In deze zaak heeft de Centrale Raad van Beroep op 15 september 2017 uitspraak gedaan in hoger beroep tegen een eerdere uitspraak van de rechtbank Amsterdam. Appellant, die zich in 2004 ziek had gemeld, ontving een WGA-uitkering op basis van de Wet werk en inkomen naar arbeidsvermogen (Wet WIA). Het Uwv beëindigde de WGA-uitkering per 13 augustus 2014, na een herbeoordeling door een verzekeringsarts. Appellant was het niet eens met deze beslissing en heeft hiertegen bezwaar gemaakt, wat uiteindelijk leidde tot een rechtszaak.
De rechtbank Amsterdam verklaarde het beroep van appellant ongegrond, waarbij zij oordeelde dat het bestreden besluit van het Uwv op een deugdelijke medische grondslag berustte. Appellant voerde aan dat het Claimbeoordelings- en Borgingssysteem (CBBS) dat door het Uwv werd gebruikt, niet correct was en in strijd met de Wet WIA en de Algemene wet bestuursrecht. De Centrale Raad van Beroep bevestigde echter de bevindingen van de rechtbank en oordeelde dat het Uwv terecht gebruik had gemaakt van het CBBS-systeem en dat de medische beoordeling van appellant adequaat was uitgevoerd.

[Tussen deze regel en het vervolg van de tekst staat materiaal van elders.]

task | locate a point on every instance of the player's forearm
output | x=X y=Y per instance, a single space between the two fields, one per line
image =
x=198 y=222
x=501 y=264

De Raad concludeerde dat de geselecteerde functies, ondanks de beperkingen van appellant, geschikt waren en dat de beëindiging van de WGA-uitkering gerechtvaardigd was. De Raad wees erop dat de door appellant ingebrachte medische informatie niet leidde tot een ander oordeel over zijn geschiktheid voor de geselecteerde functies. De uitspraak van de rechtbank werd bevestigd, en er was geen aanleiding voor een veroordeling in de proceskosten.